Tips for best results

Test the LLM output as text first. Read the LLM's response out loud before synthesizing it. If it sounds awkward when you read it, it will sound worse from the TTS model. Fix the system prompt until the raw text reads naturally.
Start with normalization on. Automatic text normalization handles the common cases (dates, prices, phone numbers) without any prompt engineering. Only turn it off when you need full control over pronunciation.

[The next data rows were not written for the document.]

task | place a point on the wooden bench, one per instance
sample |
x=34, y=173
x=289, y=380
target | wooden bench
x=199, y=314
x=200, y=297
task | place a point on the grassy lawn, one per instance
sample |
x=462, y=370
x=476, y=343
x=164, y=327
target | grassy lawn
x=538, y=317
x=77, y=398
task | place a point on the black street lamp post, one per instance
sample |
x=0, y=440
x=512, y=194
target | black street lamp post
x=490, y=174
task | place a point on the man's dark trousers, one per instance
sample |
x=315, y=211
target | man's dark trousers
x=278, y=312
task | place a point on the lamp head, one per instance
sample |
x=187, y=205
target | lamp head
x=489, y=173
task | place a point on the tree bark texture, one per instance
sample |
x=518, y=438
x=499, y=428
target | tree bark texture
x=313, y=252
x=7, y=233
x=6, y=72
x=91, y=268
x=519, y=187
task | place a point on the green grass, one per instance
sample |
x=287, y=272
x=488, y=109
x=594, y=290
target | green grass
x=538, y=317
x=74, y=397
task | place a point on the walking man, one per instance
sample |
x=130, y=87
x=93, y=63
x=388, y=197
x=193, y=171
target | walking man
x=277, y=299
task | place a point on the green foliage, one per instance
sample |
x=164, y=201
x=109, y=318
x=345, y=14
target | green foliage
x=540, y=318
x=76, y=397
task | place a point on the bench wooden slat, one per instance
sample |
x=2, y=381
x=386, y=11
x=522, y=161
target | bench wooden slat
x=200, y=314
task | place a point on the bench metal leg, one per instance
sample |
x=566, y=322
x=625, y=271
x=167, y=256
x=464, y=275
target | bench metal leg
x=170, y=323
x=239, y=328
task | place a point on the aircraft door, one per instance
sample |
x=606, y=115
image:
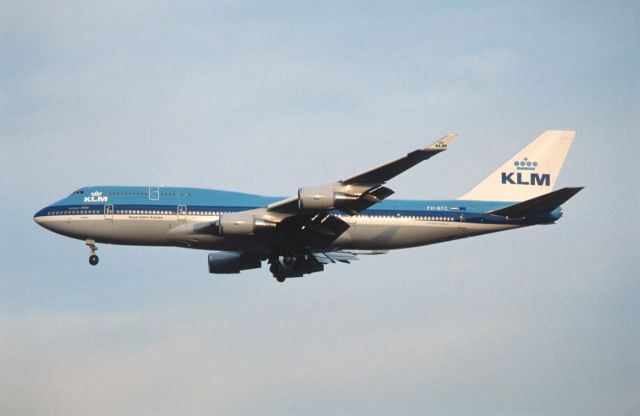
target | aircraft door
x=108, y=212
x=154, y=193
x=182, y=212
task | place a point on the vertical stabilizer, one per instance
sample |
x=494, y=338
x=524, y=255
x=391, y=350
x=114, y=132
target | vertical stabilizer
x=532, y=172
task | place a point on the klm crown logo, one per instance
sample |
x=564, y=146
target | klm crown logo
x=96, y=196
x=440, y=145
x=521, y=178
x=525, y=164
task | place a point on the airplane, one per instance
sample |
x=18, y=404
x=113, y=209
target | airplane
x=320, y=225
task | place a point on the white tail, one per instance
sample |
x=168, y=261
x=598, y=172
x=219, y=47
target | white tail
x=532, y=172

Match fillers to context. Filler words make a companion sound human. They make a support agent sound unreliable. Your system prompt should explicitly include or exclude them based on the application.
Keep responses short for voice. A paragraph that works as text becomes exhausting as audio. Instruct the LLM to answer in one or two sentences unless the question genuinely requires more.
Iterate on tag quality. Check that the LLM isn't applying tags that contradict the content. A [sound happy] tag on a rejection message produces degraded output. Review a sample of LLM outputs during testing and refine the system prompt until the tags consistently match the content.
Use emphasis selectively. Capitalizing one word per sentence draws attention. Capitalizing five words per sentence creates noise. Instruct the LLM to use emphasis only on the word the listener needs to catch: a deadline, a price, a required action.